In March 2014, we won a large-scale wellbeing and arts commission from Kent County Council’s Arts Development Team, Kent County Council Public Health and ROH Bridge, to deliver a flagship public health intervention for 100 vulnerable young people in Dartford. The project was designed to support the young people explore the Six Ways to Wellbeing, a NHS supported list of six behaviours which have been proven to improve mental health, emotional resilience and increase mental wellbeing.
As well as supporting the young people identify behaviours and activities that they wanted to adopt in their own lives, the programme also offered them the opportunity to create, rehearse and perform a whole new theatre production, The Night Writer, which they performed for friends and family at the Mick Jagger Centre in Dartford and the Rose Theatre at the Rose Bruford College in Sidcup. The final performance included physical theatre, large-scale puppetry, original live new music (composed and performed by the young people), and contemporary dance routines.

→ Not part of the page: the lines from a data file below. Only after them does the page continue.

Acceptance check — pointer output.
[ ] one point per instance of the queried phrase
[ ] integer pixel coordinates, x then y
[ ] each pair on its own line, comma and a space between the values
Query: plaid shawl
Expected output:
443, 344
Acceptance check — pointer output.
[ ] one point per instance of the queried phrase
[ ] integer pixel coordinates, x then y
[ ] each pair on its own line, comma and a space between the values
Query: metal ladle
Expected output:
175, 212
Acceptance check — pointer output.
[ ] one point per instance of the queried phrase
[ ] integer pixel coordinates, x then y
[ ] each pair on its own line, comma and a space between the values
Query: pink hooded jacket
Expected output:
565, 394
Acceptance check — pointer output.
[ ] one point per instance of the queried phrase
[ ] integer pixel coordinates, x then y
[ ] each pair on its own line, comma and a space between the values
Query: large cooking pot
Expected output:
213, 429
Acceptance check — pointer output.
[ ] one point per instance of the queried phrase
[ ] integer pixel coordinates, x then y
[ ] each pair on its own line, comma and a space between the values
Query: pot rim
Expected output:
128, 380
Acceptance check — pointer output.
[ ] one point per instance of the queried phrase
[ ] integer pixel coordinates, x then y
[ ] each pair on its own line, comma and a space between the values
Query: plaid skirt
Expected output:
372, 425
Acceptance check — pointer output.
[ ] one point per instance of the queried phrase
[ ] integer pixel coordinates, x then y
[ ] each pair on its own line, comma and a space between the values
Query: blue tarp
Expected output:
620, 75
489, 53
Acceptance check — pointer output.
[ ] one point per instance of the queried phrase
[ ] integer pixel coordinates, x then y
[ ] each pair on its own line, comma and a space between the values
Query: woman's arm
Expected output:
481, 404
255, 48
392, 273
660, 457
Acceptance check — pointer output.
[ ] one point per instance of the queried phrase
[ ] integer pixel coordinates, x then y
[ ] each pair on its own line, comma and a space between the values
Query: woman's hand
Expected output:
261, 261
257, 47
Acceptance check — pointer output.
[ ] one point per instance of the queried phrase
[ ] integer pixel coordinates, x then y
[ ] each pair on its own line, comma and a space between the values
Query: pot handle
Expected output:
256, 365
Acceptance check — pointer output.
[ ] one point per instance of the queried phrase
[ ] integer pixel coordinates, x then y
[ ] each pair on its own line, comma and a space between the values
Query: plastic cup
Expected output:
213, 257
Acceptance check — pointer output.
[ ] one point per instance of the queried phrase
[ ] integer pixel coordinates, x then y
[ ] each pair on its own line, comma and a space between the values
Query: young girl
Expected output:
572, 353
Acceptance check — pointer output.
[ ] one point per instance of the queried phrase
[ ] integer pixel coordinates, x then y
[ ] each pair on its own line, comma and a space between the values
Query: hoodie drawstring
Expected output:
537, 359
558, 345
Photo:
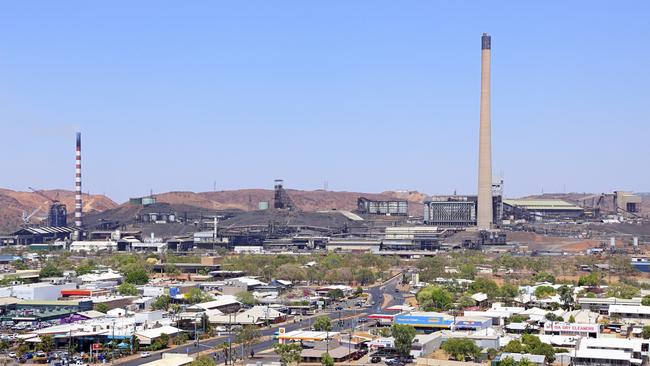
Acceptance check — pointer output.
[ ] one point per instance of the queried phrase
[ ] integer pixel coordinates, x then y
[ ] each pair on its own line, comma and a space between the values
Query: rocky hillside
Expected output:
14, 203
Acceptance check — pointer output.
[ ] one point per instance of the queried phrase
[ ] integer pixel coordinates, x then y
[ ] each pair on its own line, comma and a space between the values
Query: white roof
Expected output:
629, 309
221, 301
307, 334
157, 332
605, 354
171, 359
479, 297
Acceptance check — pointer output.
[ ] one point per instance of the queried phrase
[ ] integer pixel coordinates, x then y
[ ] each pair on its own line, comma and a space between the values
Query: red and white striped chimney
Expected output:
77, 183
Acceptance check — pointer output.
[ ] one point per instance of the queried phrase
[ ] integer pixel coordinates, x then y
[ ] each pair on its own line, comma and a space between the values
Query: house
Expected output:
149, 336
610, 352
537, 360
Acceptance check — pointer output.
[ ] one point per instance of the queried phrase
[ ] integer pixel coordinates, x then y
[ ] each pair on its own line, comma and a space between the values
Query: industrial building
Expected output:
460, 211
541, 209
388, 207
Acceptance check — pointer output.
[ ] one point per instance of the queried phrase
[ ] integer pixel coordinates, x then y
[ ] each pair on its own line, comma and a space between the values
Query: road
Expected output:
350, 313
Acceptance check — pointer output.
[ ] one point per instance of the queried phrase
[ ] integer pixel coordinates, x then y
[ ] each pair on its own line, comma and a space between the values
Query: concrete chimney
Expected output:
484, 219
77, 184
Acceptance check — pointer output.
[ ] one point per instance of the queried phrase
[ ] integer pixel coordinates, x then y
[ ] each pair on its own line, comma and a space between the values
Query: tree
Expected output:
161, 303
466, 301
572, 319
358, 292
485, 286
544, 277
508, 292
288, 353
335, 294
247, 336
593, 279
646, 332
566, 296
47, 343
101, 307
323, 324
136, 275
50, 270
195, 296
508, 361
246, 298
543, 292
622, 291
85, 268
403, 338
646, 300
434, 298
128, 289
326, 360
203, 361
525, 362
461, 349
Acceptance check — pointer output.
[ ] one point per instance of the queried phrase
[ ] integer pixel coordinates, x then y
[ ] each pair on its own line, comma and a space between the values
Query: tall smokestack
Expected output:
77, 183
484, 220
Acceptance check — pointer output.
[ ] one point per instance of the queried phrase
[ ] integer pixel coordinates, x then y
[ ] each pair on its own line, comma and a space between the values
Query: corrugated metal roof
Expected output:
541, 204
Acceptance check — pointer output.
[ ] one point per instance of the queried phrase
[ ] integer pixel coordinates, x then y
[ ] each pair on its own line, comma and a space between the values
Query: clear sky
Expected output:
366, 95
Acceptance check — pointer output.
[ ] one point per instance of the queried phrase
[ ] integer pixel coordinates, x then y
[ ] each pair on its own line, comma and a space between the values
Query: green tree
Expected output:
196, 296
101, 307
403, 338
508, 361
288, 353
465, 301
461, 349
323, 324
335, 294
128, 289
566, 296
508, 292
85, 268
247, 336
544, 277
434, 298
622, 291
543, 292
136, 275
47, 343
326, 360
646, 300
358, 292
645, 332
203, 360
485, 286
161, 303
246, 298
593, 279
525, 362
50, 270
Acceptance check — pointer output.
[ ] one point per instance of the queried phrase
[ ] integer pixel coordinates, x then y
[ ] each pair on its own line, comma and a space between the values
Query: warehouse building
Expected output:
541, 209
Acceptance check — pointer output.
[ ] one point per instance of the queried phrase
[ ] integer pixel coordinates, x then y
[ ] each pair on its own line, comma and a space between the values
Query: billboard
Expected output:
571, 327
438, 321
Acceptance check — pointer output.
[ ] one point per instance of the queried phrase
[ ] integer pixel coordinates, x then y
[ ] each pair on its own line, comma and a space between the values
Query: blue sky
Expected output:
367, 95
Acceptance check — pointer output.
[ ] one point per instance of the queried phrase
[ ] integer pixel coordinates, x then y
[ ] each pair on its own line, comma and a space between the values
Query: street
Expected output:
376, 293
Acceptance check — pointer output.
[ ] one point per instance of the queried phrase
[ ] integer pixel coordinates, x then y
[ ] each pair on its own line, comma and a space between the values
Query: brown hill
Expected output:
13, 203
319, 200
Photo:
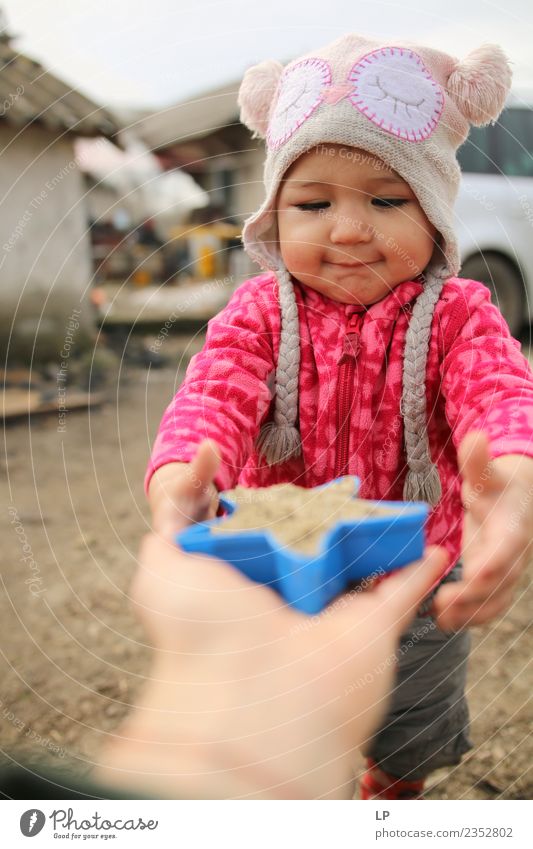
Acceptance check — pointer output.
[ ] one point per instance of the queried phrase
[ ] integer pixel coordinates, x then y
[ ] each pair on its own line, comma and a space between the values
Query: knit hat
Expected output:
412, 107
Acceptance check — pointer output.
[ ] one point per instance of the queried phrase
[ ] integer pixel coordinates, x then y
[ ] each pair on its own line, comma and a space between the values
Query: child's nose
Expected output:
347, 229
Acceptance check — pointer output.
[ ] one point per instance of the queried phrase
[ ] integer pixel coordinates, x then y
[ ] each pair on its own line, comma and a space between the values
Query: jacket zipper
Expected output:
347, 365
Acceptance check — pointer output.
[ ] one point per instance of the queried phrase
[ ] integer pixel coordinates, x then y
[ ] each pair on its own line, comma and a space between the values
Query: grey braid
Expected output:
423, 481
279, 440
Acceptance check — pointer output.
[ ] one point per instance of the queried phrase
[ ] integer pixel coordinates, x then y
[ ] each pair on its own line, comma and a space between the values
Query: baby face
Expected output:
349, 226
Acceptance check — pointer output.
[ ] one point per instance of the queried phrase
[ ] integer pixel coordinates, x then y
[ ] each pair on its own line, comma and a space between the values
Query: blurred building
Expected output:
45, 262
204, 137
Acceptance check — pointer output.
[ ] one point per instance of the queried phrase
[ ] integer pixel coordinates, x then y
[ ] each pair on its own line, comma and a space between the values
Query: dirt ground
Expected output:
72, 655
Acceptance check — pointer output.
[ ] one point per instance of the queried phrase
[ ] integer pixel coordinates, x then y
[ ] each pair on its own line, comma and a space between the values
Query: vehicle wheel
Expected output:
504, 282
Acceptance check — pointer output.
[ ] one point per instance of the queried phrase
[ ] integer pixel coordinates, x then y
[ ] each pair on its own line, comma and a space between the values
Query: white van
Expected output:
494, 210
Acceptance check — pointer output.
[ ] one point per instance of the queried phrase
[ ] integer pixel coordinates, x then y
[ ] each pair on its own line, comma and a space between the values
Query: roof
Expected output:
29, 93
190, 119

By completion of the project:
- 78% of the participating young people said they were more confident and had more friends as a result of the project.
- 86% of the participating young people said they had adopted at least 2 of the Six Ways to Wellbeing into their daily lives.
- 52 of the participating young people had achieved a Bronze Arts Award.
- Six months after completion of the project, 67%, of those who replied to a follow-up questionnaire said that they were still using the Six Ways to Wellbeing, and of those, 68% said they felt it had ‘improved or significantly improved’ their mental wellbeing over the six months since the project completed.